O planejamento financeiro de médio prazo exige métricas precisas das companhias, pois o impacto das eleições nos investimentos altera as projeções de custo de capital e risco fiscal.
- A manutenção da taxa Selic em 14,25% ao ano estabelece um rendimento real elevado para a proteção do caixa corporativo.
- Contudo, as sinalizações macroeconômicas das candidaturas presidenciais geram oscilações imediatas na curva de juros futura e no fluxo cambial.

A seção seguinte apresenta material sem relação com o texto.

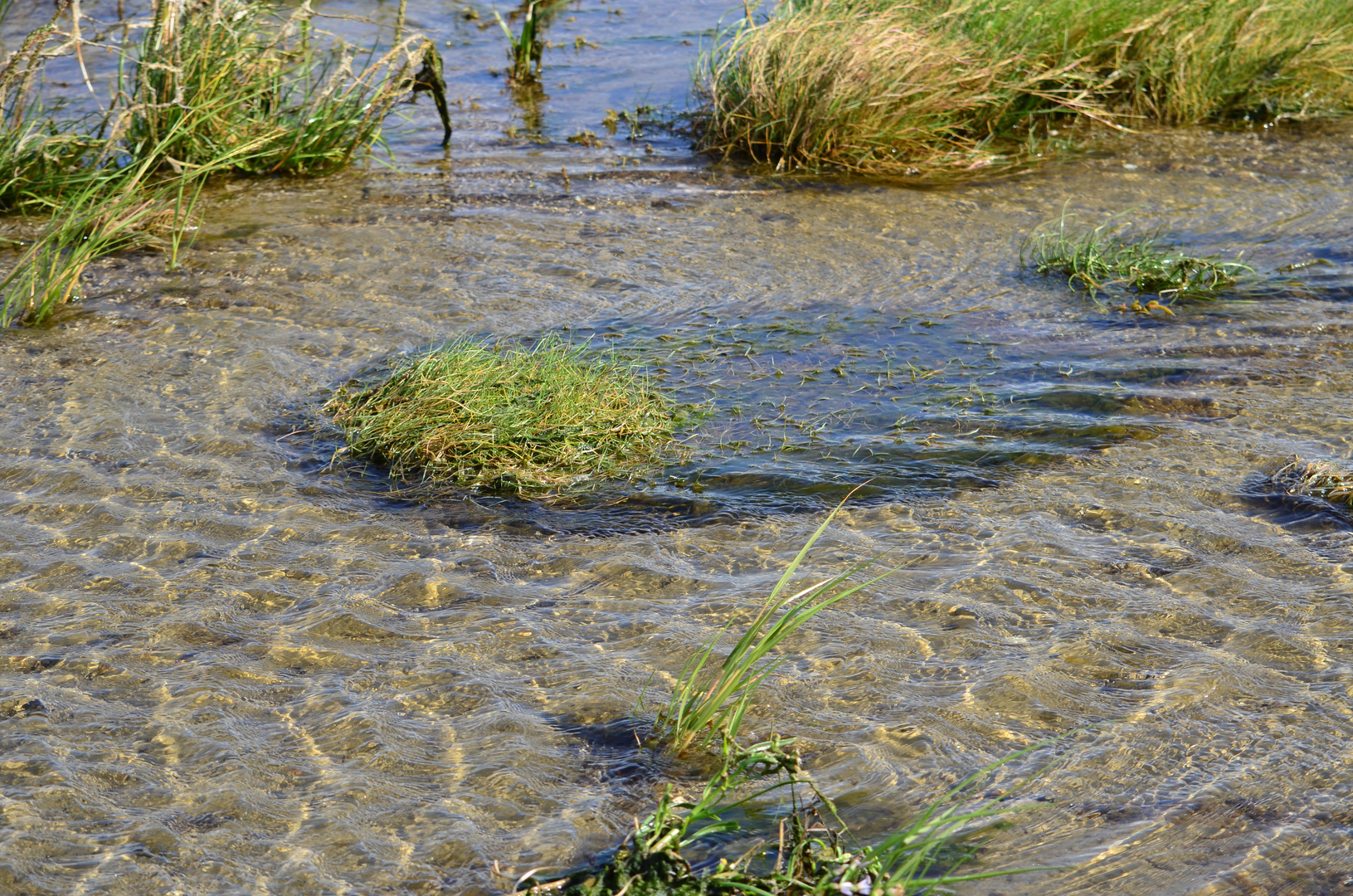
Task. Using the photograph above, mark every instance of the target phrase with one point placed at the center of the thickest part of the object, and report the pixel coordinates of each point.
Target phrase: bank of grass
(229, 85)
(894, 87)
(513, 420)
(1106, 257)
(812, 853)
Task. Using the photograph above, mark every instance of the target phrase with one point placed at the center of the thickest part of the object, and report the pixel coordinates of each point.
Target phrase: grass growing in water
(531, 421)
(238, 73)
(1104, 257)
(894, 88)
(815, 853)
(1316, 480)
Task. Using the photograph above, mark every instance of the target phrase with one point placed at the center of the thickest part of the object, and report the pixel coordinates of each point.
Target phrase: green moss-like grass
(904, 87)
(517, 420)
(1103, 257)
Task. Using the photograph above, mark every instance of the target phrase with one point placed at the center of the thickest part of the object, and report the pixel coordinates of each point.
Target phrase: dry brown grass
(889, 87)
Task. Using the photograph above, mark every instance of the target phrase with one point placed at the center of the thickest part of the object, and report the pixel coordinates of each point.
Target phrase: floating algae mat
(518, 420)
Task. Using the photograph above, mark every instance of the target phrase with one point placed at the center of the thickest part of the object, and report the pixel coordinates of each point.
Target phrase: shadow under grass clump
(528, 421)
(1104, 257)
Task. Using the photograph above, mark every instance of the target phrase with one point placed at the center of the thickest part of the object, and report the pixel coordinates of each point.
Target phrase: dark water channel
(229, 668)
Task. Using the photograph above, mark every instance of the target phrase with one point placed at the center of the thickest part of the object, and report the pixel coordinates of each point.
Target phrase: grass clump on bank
(812, 853)
(227, 85)
(902, 87)
(518, 420)
(1103, 257)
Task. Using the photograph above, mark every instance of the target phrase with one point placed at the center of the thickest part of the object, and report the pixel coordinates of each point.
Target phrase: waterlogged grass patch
(517, 420)
(1316, 480)
(1103, 257)
(812, 853)
(905, 87)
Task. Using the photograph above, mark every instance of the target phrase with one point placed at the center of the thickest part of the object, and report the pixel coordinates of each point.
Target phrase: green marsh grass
(238, 72)
(1316, 480)
(814, 853)
(708, 703)
(222, 87)
(520, 420)
(527, 46)
(1104, 257)
(954, 85)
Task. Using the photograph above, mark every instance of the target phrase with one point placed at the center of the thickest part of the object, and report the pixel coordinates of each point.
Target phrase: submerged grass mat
(517, 420)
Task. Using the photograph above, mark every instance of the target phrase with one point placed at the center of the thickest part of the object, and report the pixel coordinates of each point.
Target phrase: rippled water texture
(229, 668)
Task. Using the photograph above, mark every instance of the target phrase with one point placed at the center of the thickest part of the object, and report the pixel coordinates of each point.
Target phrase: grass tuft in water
(893, 87)
(812, 853)
(517, 420)
(238, 73)
(708, 704)
(1104, 257)
(1316, 480)
(527, 47)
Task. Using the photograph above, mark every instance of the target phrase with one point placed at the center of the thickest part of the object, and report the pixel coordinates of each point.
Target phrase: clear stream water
(231, 668)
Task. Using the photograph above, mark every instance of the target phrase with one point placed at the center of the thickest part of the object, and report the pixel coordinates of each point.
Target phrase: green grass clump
(238, 73)
(902, 87)
(1103, 257)
(708, 705)
(231, 85)
(531, 421)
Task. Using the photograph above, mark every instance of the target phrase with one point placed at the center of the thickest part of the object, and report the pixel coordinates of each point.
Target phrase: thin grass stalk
(705, 707)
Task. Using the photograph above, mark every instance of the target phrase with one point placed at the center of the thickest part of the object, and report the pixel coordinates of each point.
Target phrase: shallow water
(229, 666)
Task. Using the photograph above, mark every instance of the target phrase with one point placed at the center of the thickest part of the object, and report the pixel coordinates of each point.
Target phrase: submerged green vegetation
(231, 85)
(520, 420)
(1102, 257)
(896, 87)
(812, 853)
(1316, 480)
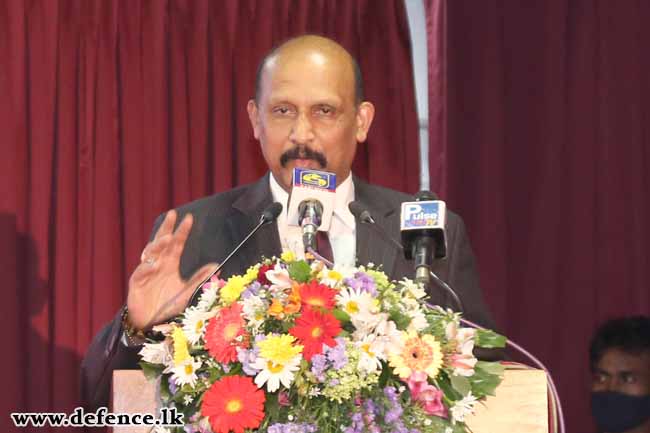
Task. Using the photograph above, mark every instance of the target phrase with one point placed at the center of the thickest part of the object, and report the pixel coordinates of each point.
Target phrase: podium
(520, 403)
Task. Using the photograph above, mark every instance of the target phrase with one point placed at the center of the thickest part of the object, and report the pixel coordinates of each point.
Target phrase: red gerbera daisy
(225, 332)
(233, 403)
(316, 295)
(313, 329)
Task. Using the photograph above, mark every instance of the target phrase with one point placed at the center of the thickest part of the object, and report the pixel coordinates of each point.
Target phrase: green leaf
(489, 339)
(341, 315)
(490, 367)
(151, 371)
(460, 384)
(300, 271)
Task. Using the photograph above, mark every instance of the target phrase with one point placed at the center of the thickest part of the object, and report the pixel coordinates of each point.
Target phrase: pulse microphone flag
(423, 233)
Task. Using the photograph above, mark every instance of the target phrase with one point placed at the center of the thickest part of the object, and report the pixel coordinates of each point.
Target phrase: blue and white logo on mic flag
(312, 185)
(417, 215)
(303, 177)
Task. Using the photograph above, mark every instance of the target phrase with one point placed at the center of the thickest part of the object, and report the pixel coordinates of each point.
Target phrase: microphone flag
(312, 185)
(420, 218)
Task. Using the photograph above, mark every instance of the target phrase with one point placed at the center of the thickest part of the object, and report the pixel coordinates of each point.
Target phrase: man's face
(306, 115)
(622, 372)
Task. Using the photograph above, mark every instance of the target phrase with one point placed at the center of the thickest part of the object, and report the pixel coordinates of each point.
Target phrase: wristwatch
(131, 336)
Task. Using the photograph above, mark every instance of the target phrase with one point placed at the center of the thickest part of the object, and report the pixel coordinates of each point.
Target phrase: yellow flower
(419, 354)
(181, 354)
(251, 274)
(334, 275)
(232, 290)
(279, 348)
(288, 256)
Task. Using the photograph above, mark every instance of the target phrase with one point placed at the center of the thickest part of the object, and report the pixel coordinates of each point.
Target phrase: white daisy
(462, 360)
(194, 323)
(208, 296)
(413, 289)
(279, 278)
(418, 320)
(463, 408)
(370, 353)
(185, 373)
(156, 353)
(356, 302)
(274, 374)
(389, 338)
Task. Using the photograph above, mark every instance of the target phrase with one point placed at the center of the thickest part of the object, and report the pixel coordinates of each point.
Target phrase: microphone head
(426, 195)
(271, 212)
(360, 212)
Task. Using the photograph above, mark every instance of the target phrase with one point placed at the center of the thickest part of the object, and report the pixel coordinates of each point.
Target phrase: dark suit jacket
(221, 221)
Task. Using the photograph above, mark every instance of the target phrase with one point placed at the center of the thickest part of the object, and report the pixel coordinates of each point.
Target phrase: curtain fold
(546, 157)
(115, 111)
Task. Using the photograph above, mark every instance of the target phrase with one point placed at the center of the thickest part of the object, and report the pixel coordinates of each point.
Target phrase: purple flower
(318, 366)
(247, 357)
(336, 355)
(362, 281)
(291, 427)
(252, 290)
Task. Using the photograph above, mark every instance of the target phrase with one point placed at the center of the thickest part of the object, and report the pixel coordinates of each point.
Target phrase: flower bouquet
(292, 346)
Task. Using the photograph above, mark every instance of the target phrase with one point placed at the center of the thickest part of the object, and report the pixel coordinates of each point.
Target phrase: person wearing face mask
(620, 367)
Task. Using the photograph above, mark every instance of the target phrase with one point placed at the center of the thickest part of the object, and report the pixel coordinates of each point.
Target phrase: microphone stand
(264, 219)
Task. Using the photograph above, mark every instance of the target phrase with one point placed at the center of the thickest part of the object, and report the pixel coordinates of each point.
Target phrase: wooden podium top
(521, 403)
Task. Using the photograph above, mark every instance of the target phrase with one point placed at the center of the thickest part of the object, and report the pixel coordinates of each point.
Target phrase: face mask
(616, 413)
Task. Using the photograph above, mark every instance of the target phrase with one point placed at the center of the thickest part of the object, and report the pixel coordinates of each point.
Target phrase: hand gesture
(157, 292)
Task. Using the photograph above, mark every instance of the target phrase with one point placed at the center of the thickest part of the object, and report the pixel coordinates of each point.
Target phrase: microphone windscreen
(425, 195)
(271, 212)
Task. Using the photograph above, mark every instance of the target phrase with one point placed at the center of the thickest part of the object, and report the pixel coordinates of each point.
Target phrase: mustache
(303, 152)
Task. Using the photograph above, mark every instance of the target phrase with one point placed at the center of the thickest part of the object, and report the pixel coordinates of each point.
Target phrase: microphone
(363, 216)
(423, 232)
(269, 215)
(310, 213)
(311, 203)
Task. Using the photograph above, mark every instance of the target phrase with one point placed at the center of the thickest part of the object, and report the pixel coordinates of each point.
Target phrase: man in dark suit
(308, 112)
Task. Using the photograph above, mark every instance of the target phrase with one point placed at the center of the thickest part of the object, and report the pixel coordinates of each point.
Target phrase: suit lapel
(371, 246)
(248, 209)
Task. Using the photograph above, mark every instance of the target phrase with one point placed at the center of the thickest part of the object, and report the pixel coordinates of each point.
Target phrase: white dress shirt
(342, 233)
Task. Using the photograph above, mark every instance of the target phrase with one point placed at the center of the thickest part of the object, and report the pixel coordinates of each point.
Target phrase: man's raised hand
(157, 292)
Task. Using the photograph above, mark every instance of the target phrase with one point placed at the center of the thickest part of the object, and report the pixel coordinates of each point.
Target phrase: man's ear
(365, 114)
(253, 116)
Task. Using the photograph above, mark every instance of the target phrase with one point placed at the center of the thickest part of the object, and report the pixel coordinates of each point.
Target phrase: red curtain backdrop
(546, 155)
(114, 111)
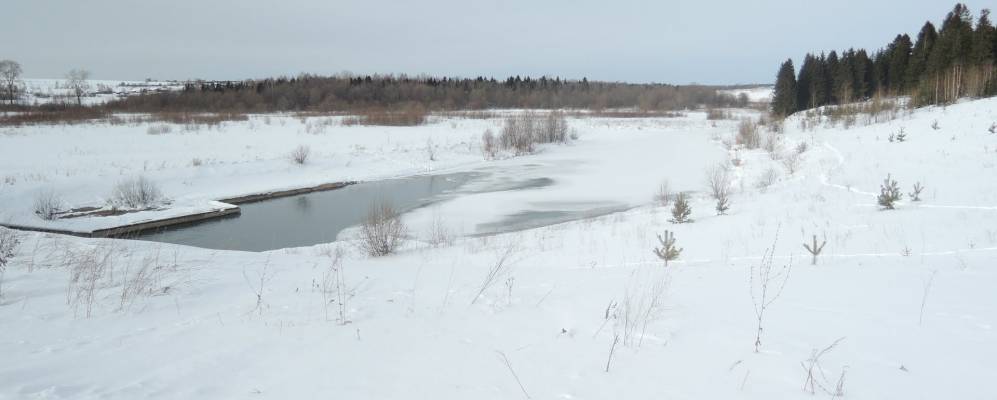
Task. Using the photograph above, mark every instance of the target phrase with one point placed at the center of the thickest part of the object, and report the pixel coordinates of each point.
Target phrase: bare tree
(78, 81)
(47, 204)
(8, 246)
(681, 209)
(10, 78)
(497, 271)
(381, 232)
(815, 373)
(300, 154)
(814, 249)
(718, 180)
(664, 195)
(766, 284)
(136, 193)
(489, 145)
(916, 194)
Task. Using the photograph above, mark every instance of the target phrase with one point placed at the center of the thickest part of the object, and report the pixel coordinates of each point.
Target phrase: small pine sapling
(916, 194)
(889, 193)
(815, 249)
(681, 210)
(668, 251)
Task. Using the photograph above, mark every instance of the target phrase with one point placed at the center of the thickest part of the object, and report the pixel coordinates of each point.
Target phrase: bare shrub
(768, 178)
(747, 134)
(791, 160)
(87, 269)
(263, 277)
(382, 230)
(766, 284)
(334, 288)
(489, 146)
(915, 195)
(664, 194)
(136, 193)
(815, 249)
(815, 373)
(718, 182)
(889, 194)
(523, 132)
(413, 114)
(149, 279)
(8, 247)
(439, 234)
(714, 114)
(517, 134)
(47, 204)
(681, 210)
(771, 144)
(499, 270)
(300, 154)
(78, 81)
(668, 251)
(641, 305)
(430, 149)
(159, 130)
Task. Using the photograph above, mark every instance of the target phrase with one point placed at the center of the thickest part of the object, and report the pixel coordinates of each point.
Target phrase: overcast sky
(672, 41)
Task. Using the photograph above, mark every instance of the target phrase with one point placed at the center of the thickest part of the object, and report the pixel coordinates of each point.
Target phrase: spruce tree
(831, 74)
(898, 64)
(784, 98)
(920, 53)
(983, 40)
(804, 84)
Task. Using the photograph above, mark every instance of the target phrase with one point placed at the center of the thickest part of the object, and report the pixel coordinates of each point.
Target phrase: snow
(44, 91)
(761, 94)
(909, 290)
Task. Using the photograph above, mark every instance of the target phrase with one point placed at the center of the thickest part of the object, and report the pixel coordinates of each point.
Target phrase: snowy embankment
(907, 294)
(46, 91)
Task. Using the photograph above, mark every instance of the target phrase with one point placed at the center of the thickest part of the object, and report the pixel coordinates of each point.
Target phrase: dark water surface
(309, 219)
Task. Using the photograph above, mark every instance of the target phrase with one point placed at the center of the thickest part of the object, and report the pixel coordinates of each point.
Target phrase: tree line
(388, 92)
(938, 67)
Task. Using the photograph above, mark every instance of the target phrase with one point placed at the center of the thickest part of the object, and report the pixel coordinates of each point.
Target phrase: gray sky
(673, 41)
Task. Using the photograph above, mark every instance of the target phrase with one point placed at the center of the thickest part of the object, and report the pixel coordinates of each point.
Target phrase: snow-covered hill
(902, 300)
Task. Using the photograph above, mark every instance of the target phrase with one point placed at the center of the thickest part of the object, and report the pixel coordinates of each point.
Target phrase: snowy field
(902, 300)
(761, 94)
(44, 91)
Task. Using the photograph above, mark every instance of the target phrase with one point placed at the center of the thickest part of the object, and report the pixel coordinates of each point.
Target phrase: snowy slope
(44, 91)
(909, 292)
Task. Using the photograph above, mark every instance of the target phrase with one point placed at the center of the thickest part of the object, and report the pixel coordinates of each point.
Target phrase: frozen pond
(309, 219)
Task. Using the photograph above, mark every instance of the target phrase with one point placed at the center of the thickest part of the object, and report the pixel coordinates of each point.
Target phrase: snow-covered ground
(761, 94)
(908, 292)
(43, 91)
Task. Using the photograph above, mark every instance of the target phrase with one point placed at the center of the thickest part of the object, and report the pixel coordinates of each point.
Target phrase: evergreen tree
(983, 40)
(831, 73)
(898, 64)
(784, 98)
(864, 73)
(920, 53)
(844, 81)
(804, 84)
(819, 89)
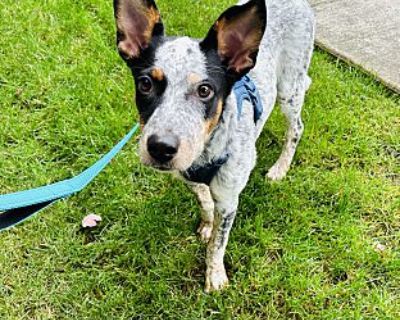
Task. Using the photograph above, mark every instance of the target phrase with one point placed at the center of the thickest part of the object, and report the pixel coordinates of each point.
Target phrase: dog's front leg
(206, 201)
(224, 215)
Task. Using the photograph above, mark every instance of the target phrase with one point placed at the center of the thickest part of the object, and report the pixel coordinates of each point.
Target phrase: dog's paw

O diferencial de juros globais e a perda de tração na atividade econômica
O spread expressivo entre os juros domésticos e a taxa do Federal Reserve, fixada no teto de 3,75%, continua atraindo fundos globais para o mercado de renda fixa nacional. Portanto, essa disparidade cambial sustenta operações táticas de arbitragem financeira. Consequentemente, o ingresso de capital estrangeiro amortece parte da volatilidade histórica que antecede a sucessão no Palácio do Planalto.
Por outro lado, o ambiente produtivo interno apresenta sinais claros de desgaste devido ao aperto monetário prolongado. De acordo com o Instituto Brasileiro de Geografia e Estatística (IBGE), a produção industrial brasileira registrou um recuo recente de 0,2%. Esse dado interrompeu uma sequência de quatro meses de expansão e evidencia a desaceleração na economia real. Assim, os gestores financeiros reavaliam o ritmo de aportes em bens de capital duráveis.
Cenários fiscais sob a perspectiva das agências de classificação de risco
Relatórios macroeconômicos emitidos por instituições como Fitch Ratings e S&P Global indicam que o mercado monitora a composição das plataformas econômicas concorrentes. De fato, analistas da Austin Rating apontam que uma eventual convergência para propostas focadas em privatizações e reformas estruturais tende a encolher os prêmios de risco de longo prazo. Como resultado, o custo futuro para a captação de dívidas corporativas cede de forma antecipada.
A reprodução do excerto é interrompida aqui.